"They may be silent transmitters and they don't know about it - and so I think that's a problem," she said.
"You may have a lot of people out in society and they're not self-isolating because they didn't know that they are positive."
University students, she said, should be tested regularly and definitely before they went home for Christmas.
"I think you could seed a lot of new infections around Christmas - you're indoors, you sit around the table. Hopefully they can get that [testing] up and running before Christmas. I don't think they should wait until Christmas."
The researchers argued for a change in testing strategy.
"Covid-19 symptoms are a poor marker of infection," they wrote in the journal Clinical Epidemiology.
"In order to capture 'silent' transmission and potentially prevent future outbreaks, test programmes should involve frequent and widespread (Covid-19) testing of all individuals, not just symptomatic cases, at least in high-risk settings or speciic locations."

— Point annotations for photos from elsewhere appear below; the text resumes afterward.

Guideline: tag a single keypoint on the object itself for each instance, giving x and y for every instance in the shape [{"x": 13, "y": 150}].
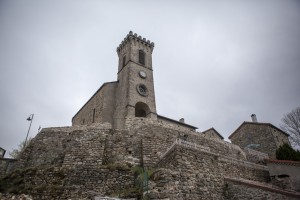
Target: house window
[
  {"x": 124, "y": 60},
  {"x": 141, "y": 57}
]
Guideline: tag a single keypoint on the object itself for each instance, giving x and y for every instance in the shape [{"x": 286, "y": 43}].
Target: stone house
[
  {"x": 118, "y": 130},
  {"x": 263, "y": 137},
  {"x": 213, "y": 134}
]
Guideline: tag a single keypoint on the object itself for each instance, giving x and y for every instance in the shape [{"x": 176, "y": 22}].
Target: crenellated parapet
[{"x": 137, "y": 38}]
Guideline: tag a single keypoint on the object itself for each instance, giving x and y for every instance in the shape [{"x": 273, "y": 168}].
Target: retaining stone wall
[
  {"x": 199, "y": 175},
  {"x": 237, "y": 190}
]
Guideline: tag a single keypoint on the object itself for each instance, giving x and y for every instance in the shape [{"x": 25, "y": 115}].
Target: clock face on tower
[
  {"x": 142, "y": 90},
  {"x": 142, "y": 74}
]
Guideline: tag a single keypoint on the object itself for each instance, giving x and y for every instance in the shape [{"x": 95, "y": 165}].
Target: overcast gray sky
[{"x": 215, "y": 62}]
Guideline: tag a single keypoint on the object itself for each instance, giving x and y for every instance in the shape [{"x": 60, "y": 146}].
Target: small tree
[
  {"x": 286, "y": 152},
  {"x": 291, "y": 125},
  {"x": 15, "y": 153}
]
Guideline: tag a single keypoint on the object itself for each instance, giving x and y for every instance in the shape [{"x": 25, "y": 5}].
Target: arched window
[
  {"x": 124, "y": 60},
  {"x": 141, "y": 57},
  {"x": 141, "y": 109}
]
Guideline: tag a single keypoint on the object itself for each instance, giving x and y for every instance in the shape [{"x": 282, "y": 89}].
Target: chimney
[{"x": 253, "y": 117}]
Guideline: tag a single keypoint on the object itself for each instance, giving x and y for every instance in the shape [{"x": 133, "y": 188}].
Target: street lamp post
[{"x": 30, "y": 118}]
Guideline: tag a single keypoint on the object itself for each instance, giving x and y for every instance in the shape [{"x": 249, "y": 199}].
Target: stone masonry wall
[
  {"x": 252, "y": 133},
  {"x": 99, "y": 108},
  {"x": 244, "y": 190},
  {"x": 66, "y": 146}
]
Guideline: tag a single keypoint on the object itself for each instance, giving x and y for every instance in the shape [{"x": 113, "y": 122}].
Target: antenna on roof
[{"x": 253, "y": 117}]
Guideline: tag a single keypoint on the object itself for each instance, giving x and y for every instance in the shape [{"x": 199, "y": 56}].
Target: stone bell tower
[{"x": 135, "y": 91}]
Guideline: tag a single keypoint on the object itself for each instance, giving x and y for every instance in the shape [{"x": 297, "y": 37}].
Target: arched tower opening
[{"x": 141, "y": 109}]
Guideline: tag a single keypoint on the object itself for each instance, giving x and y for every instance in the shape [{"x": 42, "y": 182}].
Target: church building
[{"x": 132, "y": 95}]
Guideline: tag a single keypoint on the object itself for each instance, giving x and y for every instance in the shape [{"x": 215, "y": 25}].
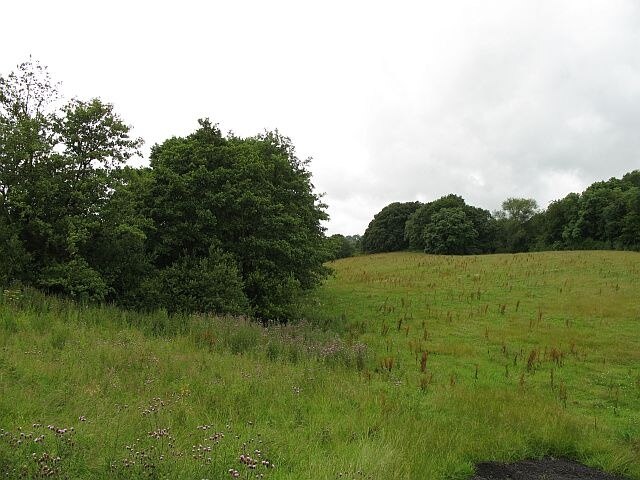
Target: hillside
[{"x": 411, "y": 366}]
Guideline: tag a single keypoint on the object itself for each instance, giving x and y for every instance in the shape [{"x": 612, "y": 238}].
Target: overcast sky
[{"x": 395, "y": 101}]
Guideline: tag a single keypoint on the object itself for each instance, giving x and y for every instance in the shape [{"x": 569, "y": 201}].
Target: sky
[{"x": 394, "y": 101}]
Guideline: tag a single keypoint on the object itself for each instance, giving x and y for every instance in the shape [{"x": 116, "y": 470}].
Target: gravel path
[{"x": 544, "y": 469}]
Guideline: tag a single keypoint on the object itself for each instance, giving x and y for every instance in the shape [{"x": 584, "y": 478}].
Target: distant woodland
[
  {"x": 606, "y": 216},
  {"x": 220, "y": 223}
]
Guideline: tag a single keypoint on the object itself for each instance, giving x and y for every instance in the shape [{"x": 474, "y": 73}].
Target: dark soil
[{"x": 544, "y": 469}]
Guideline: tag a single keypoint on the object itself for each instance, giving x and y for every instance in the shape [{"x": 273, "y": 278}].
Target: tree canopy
[
  {"x": 216, "y": 223},
  {"x": 385, "y": 232}
]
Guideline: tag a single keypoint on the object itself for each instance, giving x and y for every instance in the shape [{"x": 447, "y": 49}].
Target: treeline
[
  {"x": 605, "y": 216},
  {"x": 216, "y": 223}
]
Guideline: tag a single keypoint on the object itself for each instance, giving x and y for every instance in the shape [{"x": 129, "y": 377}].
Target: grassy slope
[{"x": 493, "y": 329}]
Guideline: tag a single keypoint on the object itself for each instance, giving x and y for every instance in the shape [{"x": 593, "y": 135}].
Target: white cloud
[{"x": 395, "y": 101}]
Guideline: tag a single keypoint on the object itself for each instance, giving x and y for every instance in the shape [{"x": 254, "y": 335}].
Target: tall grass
[{"x": 441, "y": 362}]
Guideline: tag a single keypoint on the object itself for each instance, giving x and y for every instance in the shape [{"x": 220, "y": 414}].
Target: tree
[
  {"x": 418, "y": 220},
  {"x": 519, "y": 209},
  {"x": 385, "y": 232},
  {"x": 450, "y": 232},
  {"x": 55, "y": 179},
  {"x": 340, "y": 247},
  {"x": 514, "y": 224},
  {"x": 250, "y": 198}
]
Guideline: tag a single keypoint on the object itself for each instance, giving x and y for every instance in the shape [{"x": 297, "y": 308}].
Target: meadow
[{"x": 407, "y": 366}]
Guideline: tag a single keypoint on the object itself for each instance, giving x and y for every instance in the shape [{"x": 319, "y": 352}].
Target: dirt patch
[{"x": 544, "y": 469}]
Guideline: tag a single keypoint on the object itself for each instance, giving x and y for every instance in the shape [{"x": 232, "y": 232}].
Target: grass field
[{"x": 410, "y": 366}]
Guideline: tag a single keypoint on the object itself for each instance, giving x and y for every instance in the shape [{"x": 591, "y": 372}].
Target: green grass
[{"x": 441, "y": 362}]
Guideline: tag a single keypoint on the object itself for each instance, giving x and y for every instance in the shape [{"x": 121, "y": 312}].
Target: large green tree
[
  {"x": 55, "y": 179},
  {"x": 251, "y": 198},
  {"x": 385, "y": 232}
]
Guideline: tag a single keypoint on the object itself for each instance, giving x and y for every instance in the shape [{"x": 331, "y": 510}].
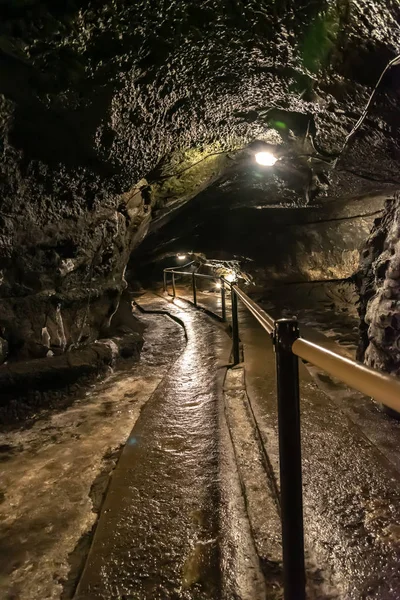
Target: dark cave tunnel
[{"x": 128, "y": 135}]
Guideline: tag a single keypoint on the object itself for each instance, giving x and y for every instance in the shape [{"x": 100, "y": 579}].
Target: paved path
[
  {"x": 350, "y": 470},
  {"x": 157, "y": 537}
]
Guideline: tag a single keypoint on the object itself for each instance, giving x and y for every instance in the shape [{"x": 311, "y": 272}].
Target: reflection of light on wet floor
[{"x": 180, "y": 303}]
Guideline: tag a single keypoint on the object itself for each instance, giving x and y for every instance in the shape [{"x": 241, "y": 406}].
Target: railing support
[
  {"x": 173, "y": 285},
  {"x": 235, "y": 328},
  {"x": 165, "y": 281},
  {"x": 286, "y": 332},
  {"x": 194, "y": 289},
  {"x": 223, "y": 299}
]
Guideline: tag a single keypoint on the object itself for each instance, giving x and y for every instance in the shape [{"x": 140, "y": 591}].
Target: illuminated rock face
[
  {"x": 379, "y": 287},
  {"x": 96, "y": 96}
]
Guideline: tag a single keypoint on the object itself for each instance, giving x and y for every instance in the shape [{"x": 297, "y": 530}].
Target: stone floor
[{"x": 192, "y": 508}]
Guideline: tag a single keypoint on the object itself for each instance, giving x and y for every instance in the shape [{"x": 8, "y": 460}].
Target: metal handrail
[{"x": 289, "y": 346}]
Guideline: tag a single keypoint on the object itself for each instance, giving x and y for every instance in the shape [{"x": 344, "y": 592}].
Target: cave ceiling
[{"x": 102, "y": 94}]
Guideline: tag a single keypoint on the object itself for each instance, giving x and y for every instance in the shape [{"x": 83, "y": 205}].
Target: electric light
[{"x": 266, "y": 159}]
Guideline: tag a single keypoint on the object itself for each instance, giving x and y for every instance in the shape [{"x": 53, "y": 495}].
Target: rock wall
[
  {"x": 94, "y": 96},
  {"x": 378, "y": 281}
]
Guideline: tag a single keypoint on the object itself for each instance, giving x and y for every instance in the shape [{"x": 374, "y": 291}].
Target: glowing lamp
[{"x": 266, "y": 159}]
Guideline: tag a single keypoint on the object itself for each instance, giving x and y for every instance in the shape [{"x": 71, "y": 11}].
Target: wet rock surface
[
  {"x": 99, "y": 104},
  {"x": 53, "y": 474},
  {"x": 378, "y": 284}
]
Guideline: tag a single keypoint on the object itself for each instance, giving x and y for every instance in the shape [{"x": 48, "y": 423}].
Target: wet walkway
[
  {"x": 157, "y": 537},
  {"x": 54, "y": 472},
  {"x": 351, "y": 470}
]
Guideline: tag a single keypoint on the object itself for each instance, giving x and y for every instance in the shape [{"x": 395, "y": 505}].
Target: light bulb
[{"x": 266, "y": 159}]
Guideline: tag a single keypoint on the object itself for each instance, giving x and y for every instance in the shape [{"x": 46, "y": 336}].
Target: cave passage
[{"x": 258, "y": 141}]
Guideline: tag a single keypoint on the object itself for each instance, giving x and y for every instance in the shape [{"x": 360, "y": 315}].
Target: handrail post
[
  {"x": 173, "y": 285},
  {"x": 235, "y": 328},
  {"x": 287, "y": 369},
  {"x": 223, "y": 299},
  {"x": 194, "y": 289}
]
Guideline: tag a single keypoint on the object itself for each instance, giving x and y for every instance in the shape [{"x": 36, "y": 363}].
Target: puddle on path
[{"x": 47, "y": 471}]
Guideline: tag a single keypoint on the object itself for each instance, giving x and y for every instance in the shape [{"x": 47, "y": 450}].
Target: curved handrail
[{"x": 382, "y": 387}]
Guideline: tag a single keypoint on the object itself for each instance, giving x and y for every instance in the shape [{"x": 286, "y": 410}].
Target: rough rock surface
[
  {"x": 94, "y": 97},
  {"x": 378, "y": 284}
]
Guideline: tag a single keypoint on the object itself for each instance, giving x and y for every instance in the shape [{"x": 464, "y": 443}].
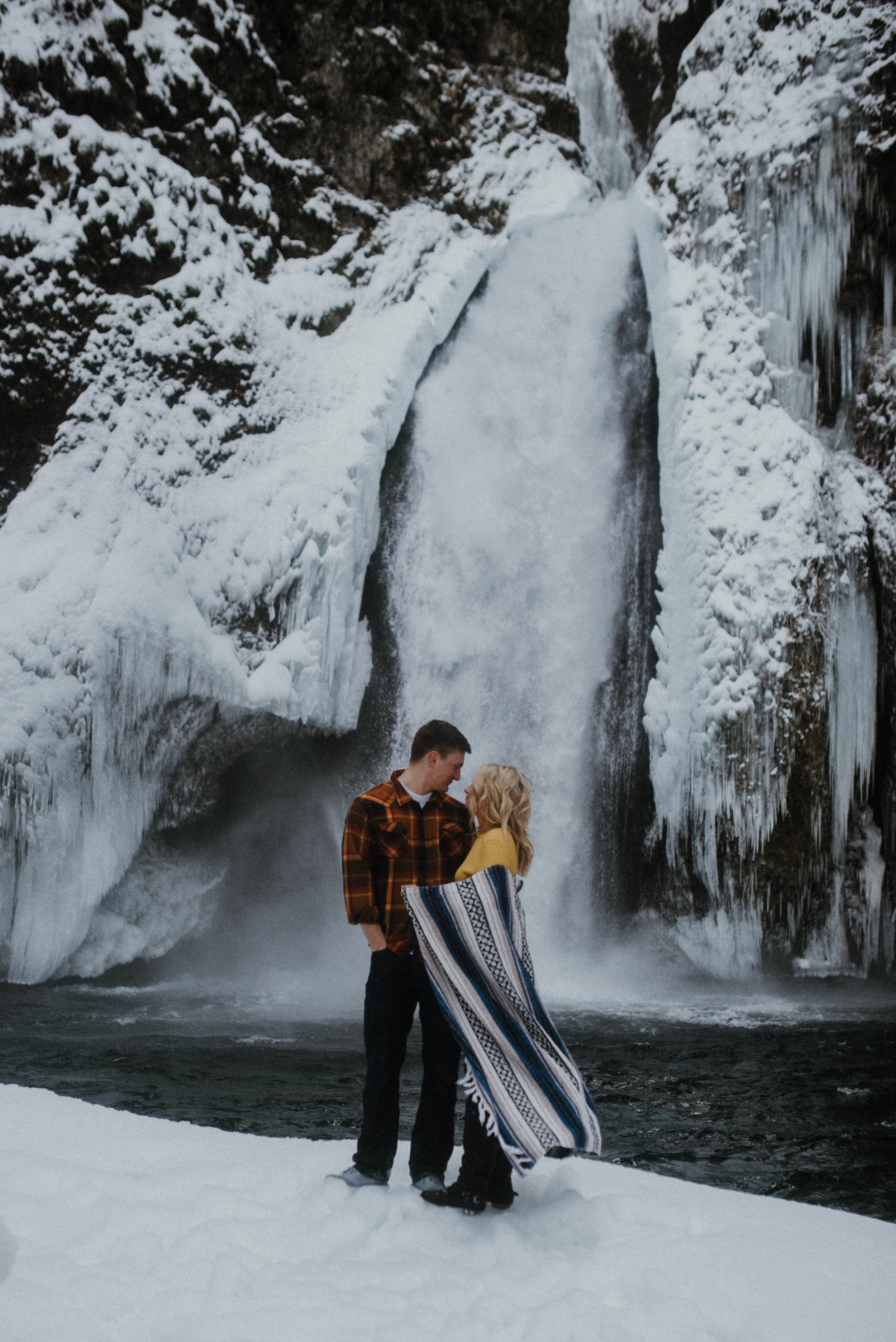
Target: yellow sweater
[{"x": 494, "y": 849}]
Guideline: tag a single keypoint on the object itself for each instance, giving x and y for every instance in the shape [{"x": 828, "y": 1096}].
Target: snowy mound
[
  {"x": 117, "y": 1226},
  {"x": 243, "y": 337}
]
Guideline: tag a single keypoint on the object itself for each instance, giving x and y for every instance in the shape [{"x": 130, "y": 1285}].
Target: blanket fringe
[
  {"x": 521, "y": 1160},
  {"x": 471, "y": 1092}
]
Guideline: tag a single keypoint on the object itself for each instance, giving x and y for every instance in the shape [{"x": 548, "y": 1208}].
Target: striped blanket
[{"x": 520, "y": 1073}]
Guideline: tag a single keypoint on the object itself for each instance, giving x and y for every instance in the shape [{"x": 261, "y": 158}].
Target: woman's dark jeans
[
  {"x": 485, "y": 1169},
  {"x": 396, "y": 987}
]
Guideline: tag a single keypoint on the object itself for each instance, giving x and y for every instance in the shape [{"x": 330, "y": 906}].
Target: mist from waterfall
[{"x": 504, "y": 583}]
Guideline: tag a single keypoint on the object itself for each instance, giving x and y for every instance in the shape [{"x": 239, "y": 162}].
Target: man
[{"x": 406, "y": 832}]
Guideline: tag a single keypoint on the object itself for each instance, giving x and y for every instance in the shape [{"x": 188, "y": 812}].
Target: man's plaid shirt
[{"x": 391, "y": 842}]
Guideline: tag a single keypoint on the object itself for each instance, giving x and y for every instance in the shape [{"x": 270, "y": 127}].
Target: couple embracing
[{"x": 434, "y": 886}]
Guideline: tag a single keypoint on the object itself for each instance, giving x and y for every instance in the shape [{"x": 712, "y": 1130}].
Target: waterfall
[{"x": 504, "y": 575}]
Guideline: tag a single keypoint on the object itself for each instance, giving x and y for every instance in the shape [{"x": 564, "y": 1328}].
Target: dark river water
[{"x": 792, "y": 1097}]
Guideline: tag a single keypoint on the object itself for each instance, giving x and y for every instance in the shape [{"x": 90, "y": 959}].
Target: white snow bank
[{"x": 123, "y": 1227}]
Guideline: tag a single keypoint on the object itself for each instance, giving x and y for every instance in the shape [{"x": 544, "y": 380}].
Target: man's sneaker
[
  {"x": 354, "y": 1179},
  {"x": 430, "y": 1184},
  {"x": 471, "y": 1204}
]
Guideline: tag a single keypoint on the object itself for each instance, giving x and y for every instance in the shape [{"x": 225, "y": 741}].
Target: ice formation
[
  {"x": 749, "y": 205},
  {"x": 200, "y": 532},
  {"x": 186, "y": 547}
]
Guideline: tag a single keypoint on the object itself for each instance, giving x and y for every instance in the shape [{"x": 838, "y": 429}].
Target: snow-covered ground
[{"x": 121, "y": 1227}]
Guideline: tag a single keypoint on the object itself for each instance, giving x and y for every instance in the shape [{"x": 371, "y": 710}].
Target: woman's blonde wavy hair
[{"x": 501, "y": 796}]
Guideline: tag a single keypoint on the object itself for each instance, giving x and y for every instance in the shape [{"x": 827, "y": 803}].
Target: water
[
  {"x": 792, "y": 1095},
  {"x": 504, "y": 576}
]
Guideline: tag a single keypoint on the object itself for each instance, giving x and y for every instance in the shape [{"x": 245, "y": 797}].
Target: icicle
[
  {"x": 852, "y": 697},
  {"x": 872, "y": 884}
]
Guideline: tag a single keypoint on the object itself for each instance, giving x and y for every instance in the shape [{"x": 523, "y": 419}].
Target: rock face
[
  {"x": 768, "y": 254},
  {"x": 230, "y": 238},
  {"x": 233, "y": 234}
]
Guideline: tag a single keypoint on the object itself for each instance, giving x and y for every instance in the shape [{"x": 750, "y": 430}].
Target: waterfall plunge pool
[{"x": 791, "y": 1094}]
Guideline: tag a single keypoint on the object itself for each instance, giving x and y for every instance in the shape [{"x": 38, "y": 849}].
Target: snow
[
  {"x": 744, "y": 230},
  {"x": 188, "y": 544},
  {"x": 117, "y": 1226}
]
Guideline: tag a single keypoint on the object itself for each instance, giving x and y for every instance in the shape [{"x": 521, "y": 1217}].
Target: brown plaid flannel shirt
[{"x": 391, "y": 842}]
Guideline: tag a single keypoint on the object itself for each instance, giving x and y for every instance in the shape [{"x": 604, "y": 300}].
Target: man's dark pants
[{"x": 396, "y": 985}]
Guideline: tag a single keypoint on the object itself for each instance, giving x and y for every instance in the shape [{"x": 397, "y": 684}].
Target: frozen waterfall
[{"x": 504, "y": 582}]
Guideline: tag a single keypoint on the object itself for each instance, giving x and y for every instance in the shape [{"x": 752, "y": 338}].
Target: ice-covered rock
[
  {"x": 229, "y": 339},
  {"x": 762, "y": 713}
]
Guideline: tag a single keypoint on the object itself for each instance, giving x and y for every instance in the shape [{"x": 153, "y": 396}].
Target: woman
[
  {"x": 526, "y": 1095},
  {"x": 498, "y": 800}
]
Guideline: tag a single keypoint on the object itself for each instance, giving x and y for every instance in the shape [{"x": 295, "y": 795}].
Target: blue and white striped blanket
[{"x": 529, "y": 1090}]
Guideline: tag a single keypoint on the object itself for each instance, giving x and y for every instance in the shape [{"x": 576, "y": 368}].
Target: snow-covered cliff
[
  {"x": 229, "y": 337},
  {"x": 231, "y": 237},
  {"x": 768, "y": 257}
]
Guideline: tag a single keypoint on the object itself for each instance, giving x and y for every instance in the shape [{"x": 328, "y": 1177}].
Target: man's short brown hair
[{"x": 438, "y": 736}]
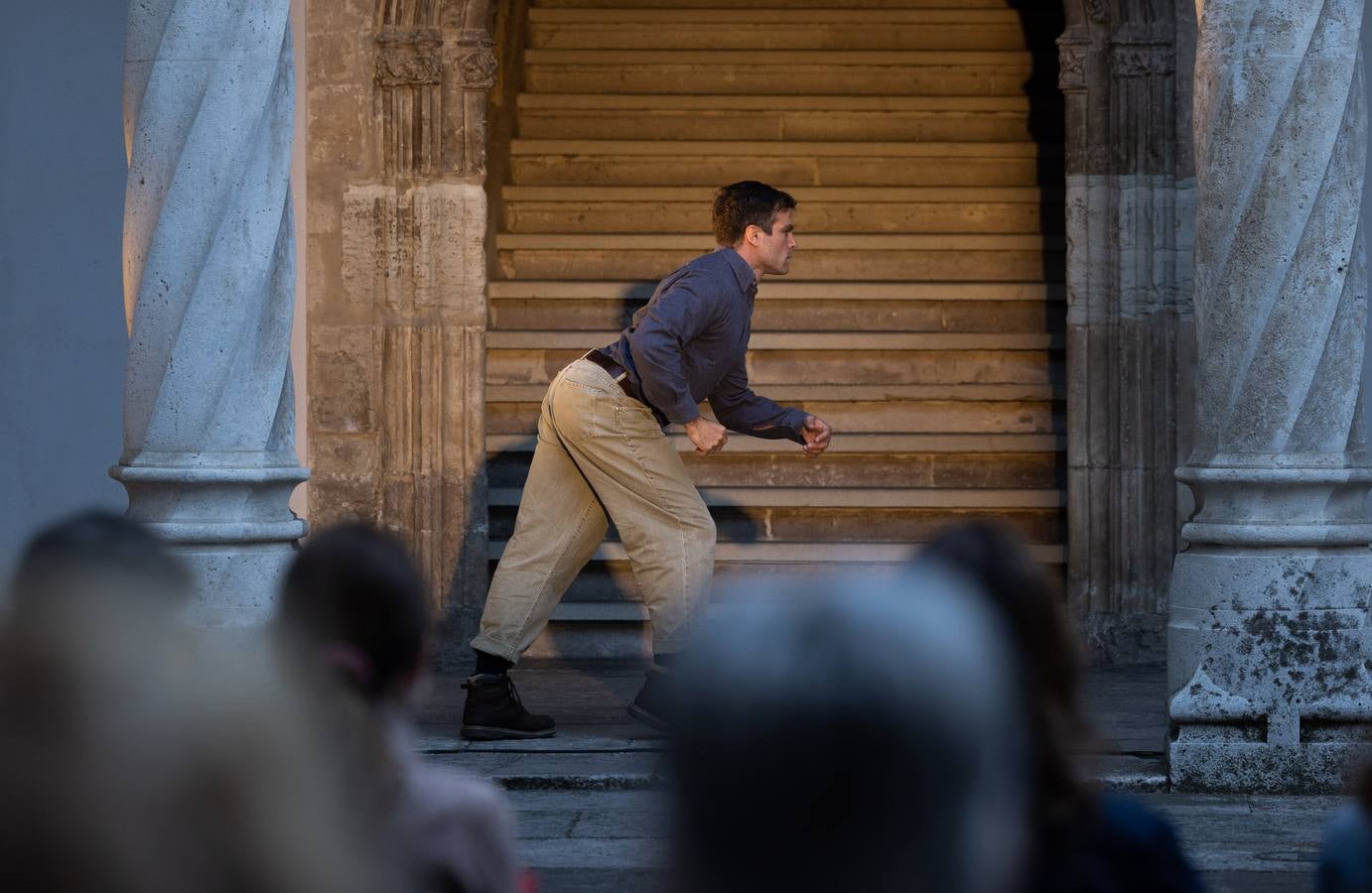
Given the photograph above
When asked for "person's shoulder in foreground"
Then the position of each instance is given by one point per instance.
(457, 829)
(1117, 846)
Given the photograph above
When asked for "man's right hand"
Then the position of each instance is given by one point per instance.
(708, 437)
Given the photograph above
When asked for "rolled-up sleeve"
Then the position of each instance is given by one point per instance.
(657, 343)
(739, 409)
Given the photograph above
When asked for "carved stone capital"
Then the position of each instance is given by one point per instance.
(409, 58)
(1072, 64)
(1136, 61)
(477, 67)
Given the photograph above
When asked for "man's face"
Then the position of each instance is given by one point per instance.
(774, 250)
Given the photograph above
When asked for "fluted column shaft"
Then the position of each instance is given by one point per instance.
(1270, 601)
(208, 247)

Professor Tim Spector, a genetic epidemiologist at King's College London, who leads the Covid Symptom Study app, said data from more than four million people who used the app and reported symptoms over a week found that 85 per cent of adults reported fever, cough or loss of taste/smell.
"But the data on children and the over-65s tell us a different story," he added.
"Only using the UK's three classic symptoms will miss around 50 per cent of cases in these important groups that were included in the ONS survey.
"In a sub-study at King's College London of twins using antibody testing and the ability to report 20 different symptoms, we showed that only 19 per cent of people are truly asymptomatic."